Can always mix 50% semi/50% satin to get that certain 'gloss' you want or some ratio.


----------



## Wolfgang (Nov 16, 2008)

I've been following this thread to see what ideas were going to come up. Just about all trim finishes from that era, and up through the early 60's were shellac based finishes. As said, a quick wipe with denatured alcohol will determine if shellac was used. The nice thing about shellac is that it is probably one of the easiest tinted finishes. Most of the time, repeated coats of an amber shellac will match old trim. The tough part of using shellac is the fast dry time when brushing, which is why most of the old-timers applied it with cheese cloth, (no joke). You just have to "cut" it to the right consistency. I've done numerous resto jobs using shellac and have always kept a quart of Bullseye clear and amber handy.


----------



## BrushJockey (Mar 15, 2009)

My plan now^. But I'm going to top it with something sturdier after colored up- Don't want to have to apply a full coat of universal shellac, so will probably go with a reg varnish. Although I'm investigating a waterborn that floor guys use. Have to see if there are compatibility issues.


----------



## DeanV (Apr 18, 2007)

Since you mentioned "universal shellac" I am guessing you are referring to dewaxed shellac. Regular shellac including the Bullseye shellacs have wax on them that can cause adhesion problems if another finish is used over top of it. If this is a sometimes or always problem I do not know, but it might be a good idea to apply a dewaxed shellac if you are switch finishes as a base coat (Zinsser SealCoat is dewaxed).


----------



## jack pauhl (Nov 10, 2008)

On pine/oak.

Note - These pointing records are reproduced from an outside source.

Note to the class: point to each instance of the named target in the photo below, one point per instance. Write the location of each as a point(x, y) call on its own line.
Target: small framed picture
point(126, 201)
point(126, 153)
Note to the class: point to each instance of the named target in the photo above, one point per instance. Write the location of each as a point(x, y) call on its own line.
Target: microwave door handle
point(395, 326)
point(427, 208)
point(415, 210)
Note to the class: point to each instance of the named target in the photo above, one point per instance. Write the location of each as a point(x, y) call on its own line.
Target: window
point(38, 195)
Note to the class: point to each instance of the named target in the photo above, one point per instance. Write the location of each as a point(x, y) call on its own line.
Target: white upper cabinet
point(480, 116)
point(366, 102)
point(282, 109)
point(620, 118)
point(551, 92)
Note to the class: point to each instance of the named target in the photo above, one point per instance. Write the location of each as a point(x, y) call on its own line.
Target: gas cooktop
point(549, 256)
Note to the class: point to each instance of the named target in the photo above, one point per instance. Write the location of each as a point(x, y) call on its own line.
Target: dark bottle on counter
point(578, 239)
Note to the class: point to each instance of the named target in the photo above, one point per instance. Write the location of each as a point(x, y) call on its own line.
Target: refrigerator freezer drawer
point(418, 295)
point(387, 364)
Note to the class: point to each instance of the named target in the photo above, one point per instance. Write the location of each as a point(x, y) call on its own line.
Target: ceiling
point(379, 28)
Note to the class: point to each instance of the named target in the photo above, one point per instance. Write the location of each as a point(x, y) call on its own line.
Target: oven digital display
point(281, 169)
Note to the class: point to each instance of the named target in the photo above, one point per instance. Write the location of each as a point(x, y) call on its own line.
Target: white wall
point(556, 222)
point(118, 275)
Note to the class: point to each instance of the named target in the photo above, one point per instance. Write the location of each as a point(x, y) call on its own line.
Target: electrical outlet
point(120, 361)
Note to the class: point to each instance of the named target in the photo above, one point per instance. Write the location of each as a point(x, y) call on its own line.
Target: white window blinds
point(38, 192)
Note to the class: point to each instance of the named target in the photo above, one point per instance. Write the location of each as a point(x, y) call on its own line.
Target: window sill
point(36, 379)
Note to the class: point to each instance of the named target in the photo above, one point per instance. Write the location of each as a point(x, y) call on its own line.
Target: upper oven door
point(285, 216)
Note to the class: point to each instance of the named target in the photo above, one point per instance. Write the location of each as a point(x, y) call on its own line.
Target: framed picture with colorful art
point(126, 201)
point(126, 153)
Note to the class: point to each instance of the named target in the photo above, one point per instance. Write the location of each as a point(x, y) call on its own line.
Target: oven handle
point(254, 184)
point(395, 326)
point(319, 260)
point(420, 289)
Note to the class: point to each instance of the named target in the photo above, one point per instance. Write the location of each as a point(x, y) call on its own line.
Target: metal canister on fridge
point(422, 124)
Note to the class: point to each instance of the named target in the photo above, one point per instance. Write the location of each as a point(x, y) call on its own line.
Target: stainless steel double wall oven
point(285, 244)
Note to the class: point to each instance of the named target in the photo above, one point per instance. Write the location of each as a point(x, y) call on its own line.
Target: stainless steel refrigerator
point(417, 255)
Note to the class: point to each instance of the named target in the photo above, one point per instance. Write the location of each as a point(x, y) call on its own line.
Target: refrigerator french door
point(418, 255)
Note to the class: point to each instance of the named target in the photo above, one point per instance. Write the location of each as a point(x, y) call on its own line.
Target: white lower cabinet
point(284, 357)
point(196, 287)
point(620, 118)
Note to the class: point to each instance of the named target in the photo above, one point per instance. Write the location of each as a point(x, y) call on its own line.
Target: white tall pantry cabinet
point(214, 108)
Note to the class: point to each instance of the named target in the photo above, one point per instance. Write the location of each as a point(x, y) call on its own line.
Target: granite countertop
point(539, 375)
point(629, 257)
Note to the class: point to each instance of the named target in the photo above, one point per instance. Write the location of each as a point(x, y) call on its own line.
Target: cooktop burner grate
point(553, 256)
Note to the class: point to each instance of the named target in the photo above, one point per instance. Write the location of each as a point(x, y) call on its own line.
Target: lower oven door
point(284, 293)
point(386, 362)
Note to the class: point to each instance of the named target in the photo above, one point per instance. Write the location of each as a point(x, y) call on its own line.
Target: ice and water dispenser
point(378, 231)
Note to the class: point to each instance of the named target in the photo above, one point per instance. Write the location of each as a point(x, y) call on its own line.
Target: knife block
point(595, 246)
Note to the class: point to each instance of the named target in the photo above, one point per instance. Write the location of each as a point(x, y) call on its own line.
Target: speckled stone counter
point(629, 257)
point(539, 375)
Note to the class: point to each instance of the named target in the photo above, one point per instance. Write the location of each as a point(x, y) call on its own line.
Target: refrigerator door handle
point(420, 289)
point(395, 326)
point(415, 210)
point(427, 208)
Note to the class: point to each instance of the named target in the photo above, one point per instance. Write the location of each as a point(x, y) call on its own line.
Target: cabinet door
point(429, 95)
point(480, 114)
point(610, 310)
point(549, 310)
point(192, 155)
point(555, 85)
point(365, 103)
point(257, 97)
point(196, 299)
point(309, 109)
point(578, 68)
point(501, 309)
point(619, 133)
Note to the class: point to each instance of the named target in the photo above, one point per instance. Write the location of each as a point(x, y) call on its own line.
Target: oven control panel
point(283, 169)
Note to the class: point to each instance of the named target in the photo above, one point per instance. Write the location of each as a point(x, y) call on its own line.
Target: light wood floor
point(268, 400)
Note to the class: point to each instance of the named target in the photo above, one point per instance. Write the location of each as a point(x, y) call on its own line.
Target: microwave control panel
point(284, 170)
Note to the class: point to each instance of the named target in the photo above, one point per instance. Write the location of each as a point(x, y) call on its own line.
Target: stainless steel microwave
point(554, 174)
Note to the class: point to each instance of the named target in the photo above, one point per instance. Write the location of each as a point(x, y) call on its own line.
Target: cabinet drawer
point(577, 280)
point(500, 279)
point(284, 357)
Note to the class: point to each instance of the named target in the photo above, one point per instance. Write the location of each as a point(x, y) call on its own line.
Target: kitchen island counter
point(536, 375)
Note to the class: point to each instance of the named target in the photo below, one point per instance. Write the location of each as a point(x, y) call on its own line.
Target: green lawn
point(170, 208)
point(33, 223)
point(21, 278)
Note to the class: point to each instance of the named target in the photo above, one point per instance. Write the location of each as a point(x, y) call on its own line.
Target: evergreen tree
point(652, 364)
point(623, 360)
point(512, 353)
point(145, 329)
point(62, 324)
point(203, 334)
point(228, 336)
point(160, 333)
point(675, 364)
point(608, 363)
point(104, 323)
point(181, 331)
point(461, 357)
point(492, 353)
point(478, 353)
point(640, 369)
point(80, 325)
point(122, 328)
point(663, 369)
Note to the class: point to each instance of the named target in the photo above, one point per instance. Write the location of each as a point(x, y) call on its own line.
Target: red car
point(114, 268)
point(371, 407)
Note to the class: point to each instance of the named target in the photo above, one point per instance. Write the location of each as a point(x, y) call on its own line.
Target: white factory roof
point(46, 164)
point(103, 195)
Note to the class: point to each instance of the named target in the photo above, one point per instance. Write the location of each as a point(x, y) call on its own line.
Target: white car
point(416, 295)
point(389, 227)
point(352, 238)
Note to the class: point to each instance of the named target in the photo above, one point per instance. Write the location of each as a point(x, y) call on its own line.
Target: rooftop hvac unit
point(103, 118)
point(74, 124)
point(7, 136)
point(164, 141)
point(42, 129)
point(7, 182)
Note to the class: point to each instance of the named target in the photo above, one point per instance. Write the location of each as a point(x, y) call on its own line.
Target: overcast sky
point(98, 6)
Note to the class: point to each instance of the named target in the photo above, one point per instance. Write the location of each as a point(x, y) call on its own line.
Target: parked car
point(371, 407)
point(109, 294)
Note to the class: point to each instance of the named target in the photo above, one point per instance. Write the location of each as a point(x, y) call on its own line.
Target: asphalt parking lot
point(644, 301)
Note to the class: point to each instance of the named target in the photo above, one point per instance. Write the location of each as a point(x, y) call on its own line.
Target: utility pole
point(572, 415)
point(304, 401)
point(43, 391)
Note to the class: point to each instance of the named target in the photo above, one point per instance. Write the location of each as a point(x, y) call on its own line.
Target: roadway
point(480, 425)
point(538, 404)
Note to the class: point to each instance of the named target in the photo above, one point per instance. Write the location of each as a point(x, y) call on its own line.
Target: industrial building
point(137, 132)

I dont have a photo of the amber.


----------



## BrushJockey (Mar 15, 2009)

Regular varnish ( not poly) will work over reg shellac, to my understanding. The problem of compatibility is with Urethane.


----------



## IHATE_HOMEDEPOT (May 27, 2008)

If they are really that old I would think that they would not be vaneer so you will be able to sand as much as necessary. I have sanded through vaneer and it sucks, looks real bad.

There used to be a shop by my house that had a huge tank filled with paint stripper, the dude could stick a whole chair in there. It was a furniture restoration shop.


----------



## Metro M & L (Jul 21, 2009)

jack pauhl said:


> On pine/oak. I dont have a photo of the amber.


That guys got a thermometer/humidty gauge in the picture. I usually just check if my b^LLs are sweaty.


----------